高知大学医学部神経精神科学教室の下寺信次准教授らが、うつ病と診断され、治療のための薬を服用している患者さん約300人、うつ病の患者さんを診察している内科医および精神科医約300人を対象に「痛み」について調べた結果があります。
それによると、約60%の患者さんが「痛み」を経験していましたが、「痛み」がうつ病の症状の一つであることを知っていた人は、「痛み」の経験のある人の中でも約22%しかいませんでした。
医師への質問で、うつ病の患者さんの多くに「痛み」があることを認識している人は、約34%でした。
また、「痛み」を経験している患者さんのうち、1年間に1カ月(31日)以上「痛み」が原因で会社を休んだ人は約52%、平均すると1年間に106.7日休んでいました。
多くの人が痛みのために、仕事や家事の能率が低下したと回答し、その能率低下度は平均していずれも50%以上であることもわかりました。
この調査から、患者さんは日常生活に支障をきたしていながら、痛みがうつ病の症状の一つであることを知らないために医師に伝えていない、そのために医師は患者さんに痛みが伴っていることに気づかず、痛みの治療が行われていないのではないかと考えられます。
さらにこの調査で、「身体的な痛みの治療が成功しないと再発リスクが増大するか」という医師への質問に、「強く同意する」と「同意する」の回答の合計は、約63%でした。
海外の研究でも、「痛み」の改善率が高かった患者さんのほうが、痛みの改善率の低い患者さんより、うつ病の寛解率が高まることがわかっています。

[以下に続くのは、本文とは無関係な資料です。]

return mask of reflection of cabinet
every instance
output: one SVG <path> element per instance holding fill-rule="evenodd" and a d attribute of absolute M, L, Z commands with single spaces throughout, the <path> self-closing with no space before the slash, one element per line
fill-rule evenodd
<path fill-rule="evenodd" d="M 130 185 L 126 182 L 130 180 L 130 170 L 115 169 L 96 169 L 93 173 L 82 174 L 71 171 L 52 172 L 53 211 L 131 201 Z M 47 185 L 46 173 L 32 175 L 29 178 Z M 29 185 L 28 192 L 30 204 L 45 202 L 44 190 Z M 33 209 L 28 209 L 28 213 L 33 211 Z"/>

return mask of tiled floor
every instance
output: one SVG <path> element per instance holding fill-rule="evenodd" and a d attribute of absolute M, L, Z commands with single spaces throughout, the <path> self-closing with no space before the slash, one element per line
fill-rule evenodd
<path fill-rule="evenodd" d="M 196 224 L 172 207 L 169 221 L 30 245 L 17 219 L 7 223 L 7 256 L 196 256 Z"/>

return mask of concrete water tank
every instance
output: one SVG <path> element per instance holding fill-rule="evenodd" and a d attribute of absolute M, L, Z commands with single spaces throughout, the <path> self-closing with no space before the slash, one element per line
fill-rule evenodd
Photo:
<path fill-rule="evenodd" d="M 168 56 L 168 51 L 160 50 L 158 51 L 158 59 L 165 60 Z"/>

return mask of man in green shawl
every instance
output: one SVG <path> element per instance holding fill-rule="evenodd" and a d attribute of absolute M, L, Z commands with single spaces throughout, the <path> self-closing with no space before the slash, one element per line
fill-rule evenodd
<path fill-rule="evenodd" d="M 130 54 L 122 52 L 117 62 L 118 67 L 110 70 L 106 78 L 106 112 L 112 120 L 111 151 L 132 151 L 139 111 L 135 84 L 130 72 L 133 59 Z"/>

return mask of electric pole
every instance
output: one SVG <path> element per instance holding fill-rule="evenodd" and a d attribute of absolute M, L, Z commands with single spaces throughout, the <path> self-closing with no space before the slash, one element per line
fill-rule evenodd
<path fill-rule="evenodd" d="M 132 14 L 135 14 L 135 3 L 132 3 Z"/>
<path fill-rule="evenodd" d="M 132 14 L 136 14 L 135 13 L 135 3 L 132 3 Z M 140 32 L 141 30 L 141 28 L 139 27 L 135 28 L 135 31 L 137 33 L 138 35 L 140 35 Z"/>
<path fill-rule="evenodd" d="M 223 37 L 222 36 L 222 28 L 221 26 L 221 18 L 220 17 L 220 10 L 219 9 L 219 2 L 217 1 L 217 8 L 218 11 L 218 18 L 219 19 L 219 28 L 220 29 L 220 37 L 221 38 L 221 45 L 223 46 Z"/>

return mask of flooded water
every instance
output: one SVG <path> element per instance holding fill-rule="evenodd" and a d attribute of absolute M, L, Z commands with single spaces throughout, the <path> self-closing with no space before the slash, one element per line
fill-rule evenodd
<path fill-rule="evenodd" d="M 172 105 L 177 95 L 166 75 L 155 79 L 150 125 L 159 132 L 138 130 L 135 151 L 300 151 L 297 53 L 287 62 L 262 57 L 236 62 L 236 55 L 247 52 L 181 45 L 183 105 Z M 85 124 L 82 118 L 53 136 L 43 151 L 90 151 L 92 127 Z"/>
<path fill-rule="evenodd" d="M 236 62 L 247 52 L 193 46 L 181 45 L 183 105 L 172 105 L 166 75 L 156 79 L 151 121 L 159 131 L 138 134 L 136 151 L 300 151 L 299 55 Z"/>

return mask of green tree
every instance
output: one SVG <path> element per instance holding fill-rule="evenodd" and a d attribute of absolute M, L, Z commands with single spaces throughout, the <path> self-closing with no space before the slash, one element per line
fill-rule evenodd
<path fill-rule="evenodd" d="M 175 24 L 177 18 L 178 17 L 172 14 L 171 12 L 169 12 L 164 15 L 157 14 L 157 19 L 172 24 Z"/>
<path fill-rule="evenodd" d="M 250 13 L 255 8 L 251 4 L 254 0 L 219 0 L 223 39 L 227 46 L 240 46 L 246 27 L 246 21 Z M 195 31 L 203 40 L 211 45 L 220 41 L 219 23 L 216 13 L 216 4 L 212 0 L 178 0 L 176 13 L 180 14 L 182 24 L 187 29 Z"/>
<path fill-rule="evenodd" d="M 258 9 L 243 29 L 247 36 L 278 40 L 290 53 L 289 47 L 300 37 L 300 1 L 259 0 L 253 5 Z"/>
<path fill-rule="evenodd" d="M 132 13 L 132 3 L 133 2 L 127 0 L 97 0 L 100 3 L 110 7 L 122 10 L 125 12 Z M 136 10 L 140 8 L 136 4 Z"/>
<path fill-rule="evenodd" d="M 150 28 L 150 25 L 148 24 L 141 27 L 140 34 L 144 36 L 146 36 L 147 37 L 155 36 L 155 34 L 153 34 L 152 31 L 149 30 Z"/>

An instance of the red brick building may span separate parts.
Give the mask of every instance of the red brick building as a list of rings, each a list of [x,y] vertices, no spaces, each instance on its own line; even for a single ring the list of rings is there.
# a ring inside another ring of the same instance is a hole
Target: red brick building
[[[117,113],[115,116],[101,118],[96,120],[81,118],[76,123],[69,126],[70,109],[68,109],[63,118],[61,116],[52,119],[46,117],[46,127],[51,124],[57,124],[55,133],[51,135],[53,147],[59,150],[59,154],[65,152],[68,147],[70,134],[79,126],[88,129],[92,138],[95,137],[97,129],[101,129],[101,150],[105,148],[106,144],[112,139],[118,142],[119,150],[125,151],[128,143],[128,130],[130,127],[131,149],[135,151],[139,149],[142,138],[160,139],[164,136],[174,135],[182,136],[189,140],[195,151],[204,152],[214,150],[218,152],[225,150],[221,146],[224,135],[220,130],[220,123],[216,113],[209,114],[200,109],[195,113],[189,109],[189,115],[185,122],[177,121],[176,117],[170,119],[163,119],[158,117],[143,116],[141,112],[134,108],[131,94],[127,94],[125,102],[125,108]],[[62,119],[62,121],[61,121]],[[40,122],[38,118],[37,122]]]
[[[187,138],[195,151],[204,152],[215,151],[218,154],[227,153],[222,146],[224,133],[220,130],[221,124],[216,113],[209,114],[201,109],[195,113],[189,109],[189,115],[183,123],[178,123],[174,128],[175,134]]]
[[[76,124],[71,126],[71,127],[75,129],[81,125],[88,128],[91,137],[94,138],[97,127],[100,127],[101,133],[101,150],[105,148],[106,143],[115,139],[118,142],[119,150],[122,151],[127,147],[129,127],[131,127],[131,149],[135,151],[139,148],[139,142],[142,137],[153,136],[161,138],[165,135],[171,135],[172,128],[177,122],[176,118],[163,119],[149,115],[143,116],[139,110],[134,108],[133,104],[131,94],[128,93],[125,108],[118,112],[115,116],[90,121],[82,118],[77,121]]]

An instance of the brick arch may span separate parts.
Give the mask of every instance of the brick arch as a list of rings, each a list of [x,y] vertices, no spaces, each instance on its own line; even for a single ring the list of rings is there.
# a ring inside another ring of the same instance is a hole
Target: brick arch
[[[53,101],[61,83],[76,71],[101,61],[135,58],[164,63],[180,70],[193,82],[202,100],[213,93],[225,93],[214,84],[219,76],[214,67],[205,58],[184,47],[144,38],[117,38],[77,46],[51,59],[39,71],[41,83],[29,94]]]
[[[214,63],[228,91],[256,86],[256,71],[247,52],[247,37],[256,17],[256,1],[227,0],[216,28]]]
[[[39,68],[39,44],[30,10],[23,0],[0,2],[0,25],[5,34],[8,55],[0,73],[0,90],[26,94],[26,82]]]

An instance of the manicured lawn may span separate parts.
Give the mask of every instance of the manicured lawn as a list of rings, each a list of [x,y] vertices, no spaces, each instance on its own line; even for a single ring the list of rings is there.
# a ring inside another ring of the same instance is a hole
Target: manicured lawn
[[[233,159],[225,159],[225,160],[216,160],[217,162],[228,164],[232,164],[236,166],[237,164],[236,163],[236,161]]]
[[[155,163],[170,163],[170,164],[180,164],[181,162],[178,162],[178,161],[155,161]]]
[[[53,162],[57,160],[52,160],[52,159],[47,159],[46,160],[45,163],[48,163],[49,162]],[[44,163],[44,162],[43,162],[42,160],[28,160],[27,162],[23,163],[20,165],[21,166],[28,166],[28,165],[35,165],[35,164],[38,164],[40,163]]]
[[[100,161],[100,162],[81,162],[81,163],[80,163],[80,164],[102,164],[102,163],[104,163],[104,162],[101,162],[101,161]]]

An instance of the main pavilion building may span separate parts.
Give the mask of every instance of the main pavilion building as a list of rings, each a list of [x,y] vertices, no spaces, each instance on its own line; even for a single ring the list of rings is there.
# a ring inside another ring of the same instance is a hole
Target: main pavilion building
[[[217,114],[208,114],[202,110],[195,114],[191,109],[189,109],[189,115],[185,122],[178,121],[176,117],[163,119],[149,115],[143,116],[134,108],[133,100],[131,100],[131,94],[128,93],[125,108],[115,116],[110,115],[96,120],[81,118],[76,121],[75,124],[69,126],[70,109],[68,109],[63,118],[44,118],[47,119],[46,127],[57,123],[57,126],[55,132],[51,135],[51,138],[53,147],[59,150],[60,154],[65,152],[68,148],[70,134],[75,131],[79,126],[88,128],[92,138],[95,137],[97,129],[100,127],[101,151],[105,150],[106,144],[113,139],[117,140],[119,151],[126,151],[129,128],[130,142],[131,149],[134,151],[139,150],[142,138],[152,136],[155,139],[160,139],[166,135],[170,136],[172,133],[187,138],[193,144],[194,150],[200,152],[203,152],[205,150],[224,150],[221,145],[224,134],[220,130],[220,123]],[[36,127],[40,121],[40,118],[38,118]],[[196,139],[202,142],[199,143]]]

また、痛みがあるとうつ病の寛解までに期間が多くかかること、寛解しないとうつ病の再発リスクが高いことも発表されています。
体の「痛み」までを考慮して治療しないと、うつ病は治りにくく、治っても再発しやすいといえます。体に慢性的な痛みを感じる場合は、医師にどこがどのように痛いかを伝えていくことが大切です。